Operators across the board also report strong interest from a range of film, TV and other projects. Derek Watts, studio executive at 3 Mills Studios says there has been an increase in enquiries from the UK and particularly the US. The studios have also hosted a range of animation, including Tim Burton’s The Corpse Bride and Frankenweenie and Wes Anderson’s Fantastic Mr Fox. “We do feel that we’re well placed to be a home for producers who are going to the use the new tax credits,” says Watts. “So we would anticipate growth in that area.”

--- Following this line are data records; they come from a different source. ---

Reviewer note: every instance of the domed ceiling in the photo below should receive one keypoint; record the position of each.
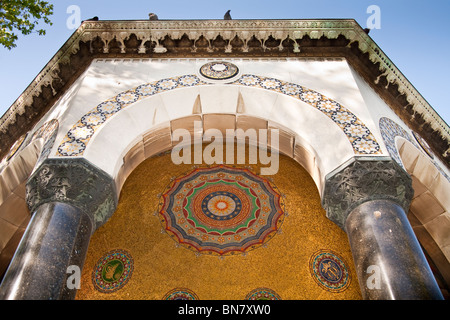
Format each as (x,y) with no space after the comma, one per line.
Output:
(219,232)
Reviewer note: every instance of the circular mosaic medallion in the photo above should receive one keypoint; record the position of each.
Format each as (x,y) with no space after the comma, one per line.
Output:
(423,144)
(329,271)
(219,70)
(180,294)
(112,271)
(262,294)
(221,210)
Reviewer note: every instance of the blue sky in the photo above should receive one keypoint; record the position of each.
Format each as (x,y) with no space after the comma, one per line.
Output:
(414,34)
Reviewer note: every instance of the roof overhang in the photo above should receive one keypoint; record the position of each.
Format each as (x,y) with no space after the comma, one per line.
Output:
(224,38)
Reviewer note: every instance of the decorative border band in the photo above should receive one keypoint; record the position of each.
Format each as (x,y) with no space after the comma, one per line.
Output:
(77,138)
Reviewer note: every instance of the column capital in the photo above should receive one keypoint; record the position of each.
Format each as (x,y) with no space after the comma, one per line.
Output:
(74,181)
(363,179)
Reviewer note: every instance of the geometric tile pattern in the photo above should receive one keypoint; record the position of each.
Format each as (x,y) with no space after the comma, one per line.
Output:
(75,141)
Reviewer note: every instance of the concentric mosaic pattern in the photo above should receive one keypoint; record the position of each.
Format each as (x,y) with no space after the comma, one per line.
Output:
(112,271)
(329,271)
(262,294)
(221,210)
(75,141)
(219,70)
(180,294)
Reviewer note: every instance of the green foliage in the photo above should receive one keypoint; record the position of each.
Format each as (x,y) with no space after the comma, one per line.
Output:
(22,16)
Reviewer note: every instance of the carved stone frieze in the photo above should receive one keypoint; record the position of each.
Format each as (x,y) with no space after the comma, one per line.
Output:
(365,179)
(73,181)
(224,38)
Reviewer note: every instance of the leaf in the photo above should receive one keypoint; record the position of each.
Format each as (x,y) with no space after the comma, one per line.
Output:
(22,16)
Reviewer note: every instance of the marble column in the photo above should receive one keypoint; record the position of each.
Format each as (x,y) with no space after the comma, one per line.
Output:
(69,200)
(368,198)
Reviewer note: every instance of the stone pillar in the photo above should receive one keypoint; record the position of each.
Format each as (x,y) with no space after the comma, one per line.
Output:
(369,198)
(69,199)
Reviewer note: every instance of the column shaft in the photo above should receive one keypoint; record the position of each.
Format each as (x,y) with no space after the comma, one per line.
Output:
(57,237)
(389,261)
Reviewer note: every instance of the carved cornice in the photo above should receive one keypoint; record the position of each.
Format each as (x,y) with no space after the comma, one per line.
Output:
(361,180)
(73,181)
(229,38)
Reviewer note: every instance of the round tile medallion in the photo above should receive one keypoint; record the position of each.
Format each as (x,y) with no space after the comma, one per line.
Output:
(112,271)
(219,70)
(329,271)
(262,294)
(180,294)
(221,210)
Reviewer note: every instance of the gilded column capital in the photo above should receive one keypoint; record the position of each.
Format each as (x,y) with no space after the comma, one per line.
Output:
(363,179)
(76,182)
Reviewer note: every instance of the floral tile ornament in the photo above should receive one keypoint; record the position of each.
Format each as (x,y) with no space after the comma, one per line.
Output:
(180,294)
(329,271)
(262,294)
(113,271)
(76,140)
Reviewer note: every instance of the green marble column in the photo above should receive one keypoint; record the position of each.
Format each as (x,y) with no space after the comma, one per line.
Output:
(69,200)
(368,198)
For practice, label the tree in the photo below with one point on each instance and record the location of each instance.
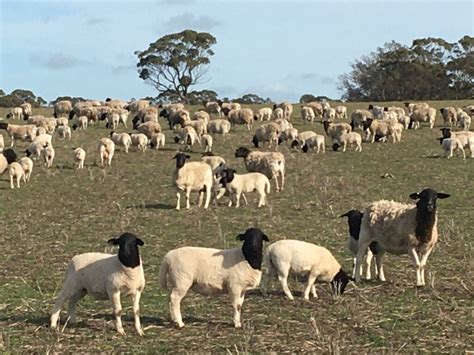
(175, 62)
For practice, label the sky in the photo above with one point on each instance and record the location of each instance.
(272, 48)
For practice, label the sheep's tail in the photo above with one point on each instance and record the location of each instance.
(164, 274)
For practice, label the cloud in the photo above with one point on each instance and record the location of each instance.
(190, 21)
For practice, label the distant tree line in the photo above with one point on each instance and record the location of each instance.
(430, 69)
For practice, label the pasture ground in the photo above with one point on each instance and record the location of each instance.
(62, 212)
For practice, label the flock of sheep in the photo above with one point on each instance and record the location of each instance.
(383, 226)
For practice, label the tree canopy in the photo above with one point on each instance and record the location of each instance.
(175, 62)
(430, 69)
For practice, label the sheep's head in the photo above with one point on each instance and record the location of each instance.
(253, 246)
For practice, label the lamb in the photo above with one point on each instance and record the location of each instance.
(213, 271)
(315, 141)
(353, 138)
(47, 154)
(207, 141)
(193, 176)
(16, 173)
(302, 258)
(263, 114)
(270, 164)
(79, 158)
(64, 132)
(269, 132)
(158, 140)
(401, 229)
(236, 184)
(106, 151)
(16, 132)
(140, 140)
(354, 219)
(307, 114)
(219, 126)
(105, 276)
(27, 165)
(450, 145)
(335, 130)
(122, 139)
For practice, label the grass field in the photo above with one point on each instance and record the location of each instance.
(62, 212)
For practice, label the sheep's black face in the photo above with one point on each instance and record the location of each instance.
(339, 282)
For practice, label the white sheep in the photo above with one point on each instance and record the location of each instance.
(401, 229)
(270, 164)
(192, 176)
(213, 271)
(302, 258)
(105, 276)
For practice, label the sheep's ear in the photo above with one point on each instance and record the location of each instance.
(113, 241)
(414, 196)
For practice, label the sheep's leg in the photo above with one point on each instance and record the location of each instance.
(136, 312)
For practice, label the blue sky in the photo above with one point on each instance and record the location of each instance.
(276, 49)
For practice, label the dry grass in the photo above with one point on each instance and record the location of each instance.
(62, 212)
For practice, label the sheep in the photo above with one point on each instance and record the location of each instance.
(158, 140)
(219, 126)
(62, 108)
(302, 258)
(236, 184)
(105, 276)
(335, 130)
(122, 139)
(307, 114)
(401, 229)
(64, 132)
(27, 165)
(354, 219)
(341, 112)
(353, 138)
(79, 158)
(270, 164)
(140, 140)
(16, 132)
(193, 176)
(213, 271)
(263, 114)
(465, 137)
(106, 151)
(317, 141)
(450, 145)
(207, 141)
(47, 154)
(269, 132)
(15, 171)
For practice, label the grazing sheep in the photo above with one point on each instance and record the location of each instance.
(47, 154)
(263, 114)
(27, 165)
(16, 173)
(354, 219)
(236, 184)
(106, 151)
(79, 158)
(140, 140)
(401, 229)
(105, 276)
(213, 271)
(122, 139)
(158, 140)
(270, 164)
(302, 258)
(16, 132)
(352, 138)
(192, 176)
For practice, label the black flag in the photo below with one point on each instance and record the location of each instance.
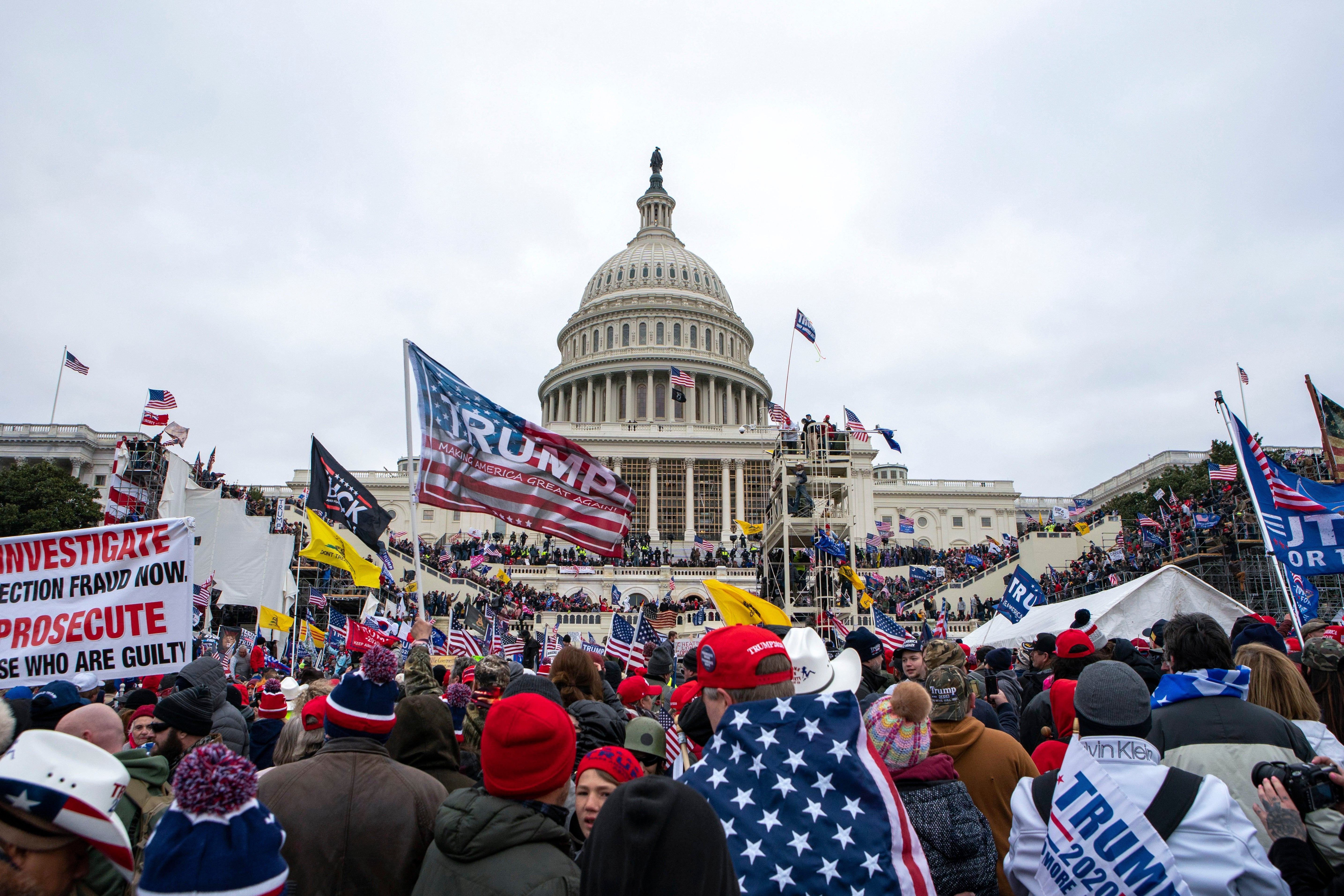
(341, 496)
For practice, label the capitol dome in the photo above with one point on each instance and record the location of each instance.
(650, 308)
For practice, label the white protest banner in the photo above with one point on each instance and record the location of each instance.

 “We’re really excited about the strength the different sectors seem to each be enjoying,” says Piers Read, managing director of Wimbledon Film & Television Studios of the clients coming to the studios. Previously home to The Bill and owned by FremantleMedia the site was bought by its current owners in October 2010 and opened in March 2011.

Wimbledon is opening a newly built third studio of nearly 5,000 sq ft in May. “We’ve actually got the space on site to grow the facility so we can cater to all sectors,” says Read, who adds that the company is considering further expansion with a possible second site in London.

Operating in a complex and competitive global market that can be affected by exchange rates, incentives and other factors, building for the future is a priority say those in the industry. 
“We need to find as much viable work space as possible over the next year or so,” Iain Smith says. “Every production that we have to turn away today is potentially even more future productions lost.”